8 1.4 Tujuan Penelitian Berdasarkan rumusan masalah, maka tujuan penelitian ini adalah mengetahui ada atau tidaknya perbedaan kuantitas miskonsepsi yang signifikan antara siswa yang mengikuti pembelajaran kooperatif tipe jigsaw dengan simulasi fisika dan siswa yang mengikuti pembelajaran kooperatif tipe jigsaw tanpa simulasi fisika. Adapun tujuan penelitian secara khusus dijabarkan sebagai berikut. - Menunjukkan persentase dan kategori miskonsepsi antara siswa yang mengikuti pembelajaran kooperatif tipe jigsaw menggunakan simulasi fisika dan tanpa menggunakan simulasi fisika. - Menunjukkan respon siswa terhadap implementasi simulasi fisika dalam pembelajaran kooperatif tipe jigsaw. 1.5 Manfaat Penelitian Hasil penelitian ini diharapkan dapat memberikan manfaat baik secara teoritis maupun praktis terhadap beberapa pihak terkait, diantaranya: - Manfaat teoritis Memberikan informasi baru tentang miskonsepsi pada mata pelajaran fisika sehingga dapat bermanfaat untuk pengembangan teori selanjutnya. - Manfaat praktis Bagi siswa, dapat meningkatkan pemahaman konsep dan mendapatkan kegiatan pembelajaran baru. Bagi guru, memperkenalkan penggunaan simulasi komputer dalam pembelajaran dan mempermudah kegiatan belajar mengajar (KBM). Bagi sekolah, meningkatkan mutu pendidikan di sekolah tersebut. Bagi peneliti, menambah pengetahuan. 1.6 Struktur Organisasi Skripsi Struktur organisasi skripsi dalam penelitian ini sebagai berikut: Bab I meliputi latar belakang masalah penelitian, identifikasi dan perumusan masalah berdasarkan hasil studi pendahuluan, tujuan penelitian untuk mengetahui ada tidaknya perbedaan kuantitas miskonsepsi yang signifikan siswa yang mengikuti pembelajaran kooperatif tipe jigsaw dengan menggunakan

9 simulasi fisika dan tanpa simulasi fisika, serta mengetahui respon siswa terhadap pembelajaran tersebut. Kemudian dijabarkan manfaat penelitian bagi beberapa pihak terkait dan sekilas tentang struktur organisasi skripsi.

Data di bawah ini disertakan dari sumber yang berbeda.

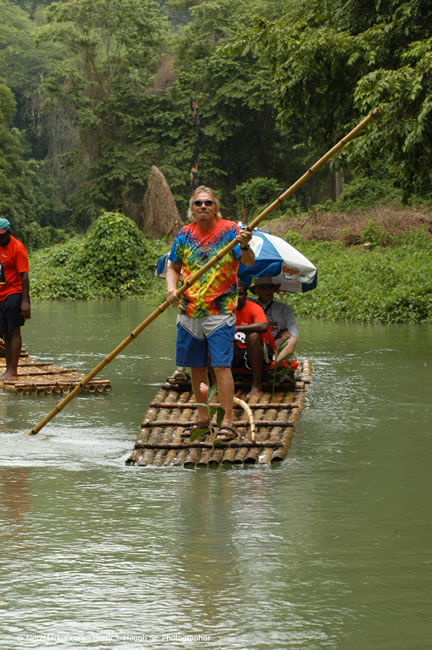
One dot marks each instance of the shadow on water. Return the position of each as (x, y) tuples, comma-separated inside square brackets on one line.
[(328, 550)]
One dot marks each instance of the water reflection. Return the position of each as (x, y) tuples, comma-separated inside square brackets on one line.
[(14, 494), (330, 550)]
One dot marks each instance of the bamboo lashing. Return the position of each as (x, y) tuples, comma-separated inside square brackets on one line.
[(201, 272)]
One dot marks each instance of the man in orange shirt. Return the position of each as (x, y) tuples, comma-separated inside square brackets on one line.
[(14, 296), (253, 345)]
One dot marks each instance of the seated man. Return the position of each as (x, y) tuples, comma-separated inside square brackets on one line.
[(283, 325), (252, 347)]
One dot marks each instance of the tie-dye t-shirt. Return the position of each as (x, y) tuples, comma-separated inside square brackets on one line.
[(215, 292)]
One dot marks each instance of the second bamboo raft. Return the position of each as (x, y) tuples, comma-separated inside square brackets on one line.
[(39, 377)]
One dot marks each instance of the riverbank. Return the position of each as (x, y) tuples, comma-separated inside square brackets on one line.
[(372, 266)]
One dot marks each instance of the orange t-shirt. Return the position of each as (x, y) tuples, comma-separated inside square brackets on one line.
[(248, 315), (13, 262)]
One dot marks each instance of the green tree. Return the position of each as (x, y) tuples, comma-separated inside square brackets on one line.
[(234, 93), (102, 88), (330, 63), (16, 199)]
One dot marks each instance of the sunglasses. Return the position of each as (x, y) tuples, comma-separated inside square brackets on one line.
[(207, 203)]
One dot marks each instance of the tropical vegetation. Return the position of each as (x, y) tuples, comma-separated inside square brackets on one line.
[(93, 93)]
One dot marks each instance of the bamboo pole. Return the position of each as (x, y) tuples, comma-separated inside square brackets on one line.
[(255, 222)]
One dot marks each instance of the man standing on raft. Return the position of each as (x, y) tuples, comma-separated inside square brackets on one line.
[(14, 296), (206, 321)]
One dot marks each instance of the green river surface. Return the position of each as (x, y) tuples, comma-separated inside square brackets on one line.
[(330, 549)]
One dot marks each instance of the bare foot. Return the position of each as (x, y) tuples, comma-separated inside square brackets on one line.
[(255, 391), (8, 375)]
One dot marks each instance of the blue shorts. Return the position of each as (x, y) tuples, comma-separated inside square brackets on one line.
[(205, 337), (10, 313)]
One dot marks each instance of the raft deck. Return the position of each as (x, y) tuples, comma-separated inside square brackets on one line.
[(42, 377), (263, 441)]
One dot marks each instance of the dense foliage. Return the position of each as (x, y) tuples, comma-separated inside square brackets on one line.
[(370, 284), (114, 259), (102, 90), (95, 92), (389, 280)]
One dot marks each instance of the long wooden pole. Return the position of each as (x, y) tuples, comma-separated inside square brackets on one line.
[(201, 272)]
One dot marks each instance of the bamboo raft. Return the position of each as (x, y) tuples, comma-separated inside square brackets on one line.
[(264, 440), (45, 378)]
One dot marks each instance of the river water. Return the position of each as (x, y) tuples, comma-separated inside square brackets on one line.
[(331, 549)]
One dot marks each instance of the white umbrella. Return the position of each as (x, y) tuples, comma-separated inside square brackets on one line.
[(273, 257), (276, 258)]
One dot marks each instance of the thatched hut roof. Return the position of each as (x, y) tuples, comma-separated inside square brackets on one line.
[(160, 215)]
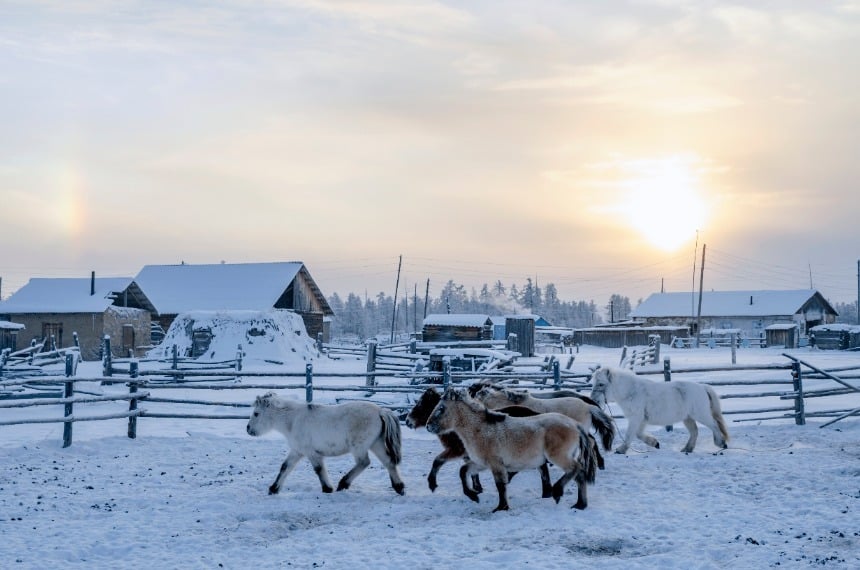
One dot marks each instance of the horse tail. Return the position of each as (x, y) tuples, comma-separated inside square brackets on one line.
[(717, 413), (391, 436), (603, 425), (587, 457)]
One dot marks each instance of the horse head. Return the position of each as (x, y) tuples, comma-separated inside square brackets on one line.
[(601, 378), (438, 421), (420, 413), (259, 422)]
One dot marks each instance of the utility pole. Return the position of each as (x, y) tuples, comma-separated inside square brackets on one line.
[(394, 309), (426, 296), (699, 313)]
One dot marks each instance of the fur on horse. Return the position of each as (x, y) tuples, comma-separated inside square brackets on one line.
[(647, 402), (316, 431), (453, 446), (509, 443), (579, 409)]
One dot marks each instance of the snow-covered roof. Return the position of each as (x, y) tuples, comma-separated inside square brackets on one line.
[(455, 320), (725, 303), (64, 295), (174, 289)]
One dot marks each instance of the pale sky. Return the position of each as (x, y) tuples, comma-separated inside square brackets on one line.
[(582, 143)]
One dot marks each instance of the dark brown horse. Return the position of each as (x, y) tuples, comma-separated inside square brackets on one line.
[(502, 444), (453, 445)]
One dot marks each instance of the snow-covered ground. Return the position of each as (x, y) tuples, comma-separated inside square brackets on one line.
[(193, 494)]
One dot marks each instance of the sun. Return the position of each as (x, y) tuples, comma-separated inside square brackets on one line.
[(663, 201)]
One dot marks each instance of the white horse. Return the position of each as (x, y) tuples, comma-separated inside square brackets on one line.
[(318, 431), (659, 403)]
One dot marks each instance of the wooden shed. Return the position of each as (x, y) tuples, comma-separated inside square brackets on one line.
[(749, 311), (783, 334), (9, 335), (457, 328), (168, 290), (58, 308)]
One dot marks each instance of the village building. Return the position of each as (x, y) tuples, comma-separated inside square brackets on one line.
[(54, 310), (169, 290), (748, 313)]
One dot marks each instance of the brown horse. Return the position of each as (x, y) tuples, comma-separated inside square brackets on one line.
[(502, 444), (581, 409), (453, 445)]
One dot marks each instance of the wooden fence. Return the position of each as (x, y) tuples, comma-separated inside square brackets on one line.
[(801, 382)]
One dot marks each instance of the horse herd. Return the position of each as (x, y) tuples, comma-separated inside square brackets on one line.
[(492, 428)]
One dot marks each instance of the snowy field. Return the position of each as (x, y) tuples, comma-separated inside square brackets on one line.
[(193, 494)]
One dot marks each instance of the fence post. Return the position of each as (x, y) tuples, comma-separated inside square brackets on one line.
[(68, 394), (134, 372), (512, 342), (667, 376), (371, 364), (734, 348), (107, 364), (797, 380), (309, 382)]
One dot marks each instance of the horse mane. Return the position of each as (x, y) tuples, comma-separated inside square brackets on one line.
[(515, 396)]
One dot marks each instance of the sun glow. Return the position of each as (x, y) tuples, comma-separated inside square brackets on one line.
[(663, 201)]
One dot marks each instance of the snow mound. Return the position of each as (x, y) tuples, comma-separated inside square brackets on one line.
[(272, 336)]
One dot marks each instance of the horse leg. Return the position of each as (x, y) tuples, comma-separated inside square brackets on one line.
[(467, 470), (545, 483), (634, 425), (361, 463), (378, 449), (500, 476), (691, 426), (289, 463), (322, 472), (440, 460)]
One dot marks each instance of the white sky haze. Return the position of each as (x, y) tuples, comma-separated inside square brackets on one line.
[(589, 144)]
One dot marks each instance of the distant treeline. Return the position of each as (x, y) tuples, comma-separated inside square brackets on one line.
[(365, 316)]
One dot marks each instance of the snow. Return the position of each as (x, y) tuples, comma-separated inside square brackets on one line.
[(275, 335), (193, 494), (725, 303), (457, 320), (64, 295), (174, 289)]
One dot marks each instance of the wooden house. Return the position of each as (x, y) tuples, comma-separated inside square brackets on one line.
[(56, 308), (168, 290), (751, 312), (9, 335), (457, 328)]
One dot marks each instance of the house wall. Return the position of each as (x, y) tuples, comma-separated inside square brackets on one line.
[(749, 327), (115, 321), (89, 327)]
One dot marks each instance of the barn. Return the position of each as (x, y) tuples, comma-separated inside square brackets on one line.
[(457, 328), (751, 312), (59, 307), (168, 290), (9, 335)]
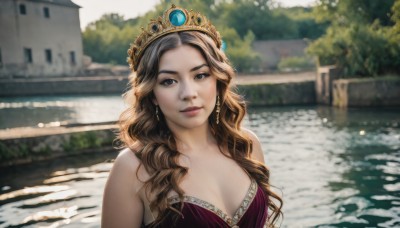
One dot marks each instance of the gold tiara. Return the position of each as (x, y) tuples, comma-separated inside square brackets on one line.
[(175, 19)]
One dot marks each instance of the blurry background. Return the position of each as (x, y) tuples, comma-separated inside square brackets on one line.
[(321, 79)]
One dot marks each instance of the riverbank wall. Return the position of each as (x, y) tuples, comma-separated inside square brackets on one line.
[(63, 86), (28, 145), (367, 92)]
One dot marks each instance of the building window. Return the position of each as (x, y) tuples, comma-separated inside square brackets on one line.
[(46, 12), (22, 9), (28, 55), (49, 58), (72, 57)]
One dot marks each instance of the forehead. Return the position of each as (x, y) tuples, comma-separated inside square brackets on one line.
[(182, 58)]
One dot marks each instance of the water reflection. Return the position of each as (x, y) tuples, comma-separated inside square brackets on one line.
[(334, 168), (42, 111)]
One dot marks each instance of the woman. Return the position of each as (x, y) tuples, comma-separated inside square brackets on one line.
[(188, 162)]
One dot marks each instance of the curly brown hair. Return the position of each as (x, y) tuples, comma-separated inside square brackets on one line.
[(158, 152)]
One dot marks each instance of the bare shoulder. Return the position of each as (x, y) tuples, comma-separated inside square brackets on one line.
[(126, 166), (257, 153), (122, 204)]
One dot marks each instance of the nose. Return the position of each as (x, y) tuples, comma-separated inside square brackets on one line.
[(188, 90)]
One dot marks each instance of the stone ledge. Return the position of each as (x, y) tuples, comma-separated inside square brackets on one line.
[(357, 92)]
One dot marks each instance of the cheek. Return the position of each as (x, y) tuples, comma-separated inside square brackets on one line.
[(162, 97)]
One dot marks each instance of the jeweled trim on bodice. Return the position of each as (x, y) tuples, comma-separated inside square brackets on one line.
[(232, 222)]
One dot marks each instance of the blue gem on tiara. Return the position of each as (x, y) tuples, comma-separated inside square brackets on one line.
[(177, 17)]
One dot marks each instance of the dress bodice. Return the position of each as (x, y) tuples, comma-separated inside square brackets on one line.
[(252, 213)]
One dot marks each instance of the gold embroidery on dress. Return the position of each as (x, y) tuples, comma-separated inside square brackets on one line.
[(232, 222)]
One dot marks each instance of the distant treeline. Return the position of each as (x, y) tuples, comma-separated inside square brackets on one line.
[(333, 27)]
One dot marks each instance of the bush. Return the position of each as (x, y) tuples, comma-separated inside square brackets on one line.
[(296, 64)]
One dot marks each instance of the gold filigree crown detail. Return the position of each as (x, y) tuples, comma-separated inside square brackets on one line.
[(175, 19)]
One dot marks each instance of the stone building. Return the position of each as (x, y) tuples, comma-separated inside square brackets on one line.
[(40, 38)]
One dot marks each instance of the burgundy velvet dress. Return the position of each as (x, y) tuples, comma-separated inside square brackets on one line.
[(198, 213)]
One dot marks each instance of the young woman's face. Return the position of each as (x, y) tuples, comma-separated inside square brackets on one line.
[(185, 90)]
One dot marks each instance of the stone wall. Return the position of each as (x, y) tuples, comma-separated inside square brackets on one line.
[(279, 93), (59, 32), (56, 86), (272, 51), (56, 142), (384, 91)]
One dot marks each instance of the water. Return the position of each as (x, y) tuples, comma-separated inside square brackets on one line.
[(334, 168), (47, 111)]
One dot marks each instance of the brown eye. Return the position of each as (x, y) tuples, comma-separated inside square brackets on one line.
[(202, 76), (167, 82)]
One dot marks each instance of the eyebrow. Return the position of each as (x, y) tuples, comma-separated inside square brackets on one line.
[(174, 72)]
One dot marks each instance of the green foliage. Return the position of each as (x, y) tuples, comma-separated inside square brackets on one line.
[(360, 43), (346, 12), (239, 21), (107, 40), (239, 51), (296, 64)]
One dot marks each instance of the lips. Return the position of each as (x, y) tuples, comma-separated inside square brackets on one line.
[(190, 109)]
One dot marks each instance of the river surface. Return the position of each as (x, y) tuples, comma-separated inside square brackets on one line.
[(333, 168)]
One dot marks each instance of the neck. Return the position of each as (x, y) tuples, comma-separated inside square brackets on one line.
[(194, 140)]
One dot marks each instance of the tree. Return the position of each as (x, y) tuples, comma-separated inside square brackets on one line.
[(359, 41)]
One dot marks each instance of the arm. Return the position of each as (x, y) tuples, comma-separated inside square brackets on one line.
[(122, 206), (257, 153)]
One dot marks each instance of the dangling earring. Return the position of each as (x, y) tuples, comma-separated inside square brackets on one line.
[(158, 118), (217, 110)]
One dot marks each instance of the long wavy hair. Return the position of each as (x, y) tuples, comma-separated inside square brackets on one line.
[(157, 150)]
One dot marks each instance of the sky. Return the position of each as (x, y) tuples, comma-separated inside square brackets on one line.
[(93, 9)]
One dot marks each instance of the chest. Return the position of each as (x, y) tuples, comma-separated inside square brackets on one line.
[(218, 180)]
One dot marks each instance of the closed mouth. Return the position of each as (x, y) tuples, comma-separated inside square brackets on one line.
[(190, 109)]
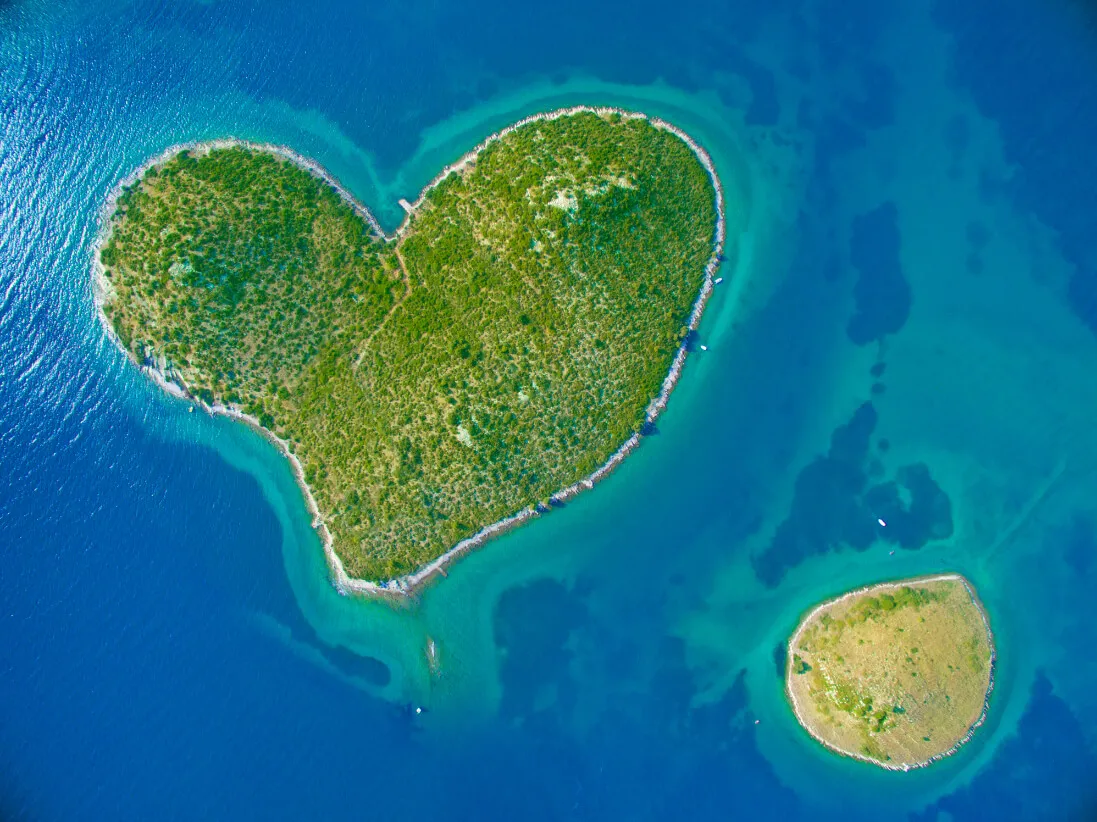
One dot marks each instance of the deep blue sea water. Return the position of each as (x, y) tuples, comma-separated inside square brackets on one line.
[(908, 327)]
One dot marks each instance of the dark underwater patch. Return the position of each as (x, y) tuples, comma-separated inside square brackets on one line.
[(532, 626), (834, 507), (364, 667)]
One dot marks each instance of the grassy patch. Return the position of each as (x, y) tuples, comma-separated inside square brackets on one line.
[(502, 349)]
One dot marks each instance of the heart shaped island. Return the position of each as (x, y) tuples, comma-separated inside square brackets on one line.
[(502, 350)]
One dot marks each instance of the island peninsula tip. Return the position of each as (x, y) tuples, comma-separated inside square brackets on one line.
[(501, 351)]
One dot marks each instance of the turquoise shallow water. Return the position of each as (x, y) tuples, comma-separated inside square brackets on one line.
[(906, 329)]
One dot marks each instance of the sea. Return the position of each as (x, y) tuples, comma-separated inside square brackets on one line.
[(906, 331)]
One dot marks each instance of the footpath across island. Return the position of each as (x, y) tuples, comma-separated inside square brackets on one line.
[(498, 353)]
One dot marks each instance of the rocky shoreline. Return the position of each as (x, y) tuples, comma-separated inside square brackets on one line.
[(170, 382), (885, 586)]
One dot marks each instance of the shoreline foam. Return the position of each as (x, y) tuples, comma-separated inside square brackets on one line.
[(408, 584), (884, 586)]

Bab II membahas tentang kajian pustaka yang berkaitan dengan simulasi fisika, jigsaw, miskonsepsi, tinjauan konsep elastisitas, serta penelitian relevan terkait penelitian ini, kerangka pemikiran, hipotesis, dan asumsi. Bab III membahas tentang metode dan desain penelitian. Selanjutnya dipaparkan populasi dan sampel penelitian, definisi operasional, instrumen penelitian beserta pengembangannya, prosedur penelitian yang dilakukan, serta penjelasan tentang teknik pegumpulan dan analisis data. Bab IV menjelaskan tentang pemaparan data penelitian yang dilanjutkan dengan pembahasan data penelitian secara keseluruhan. Kemudian, dijabarkan temuan lainnya selama penelitian. Bab V berisikan tentang kesimpulan dari hasil penelitian berdasarkan rumusan masalah dan rekomendasi bagi para pengguna hasil penelitian yang diperoleh berdasarkan temuan penelitian yang telah dilakukan.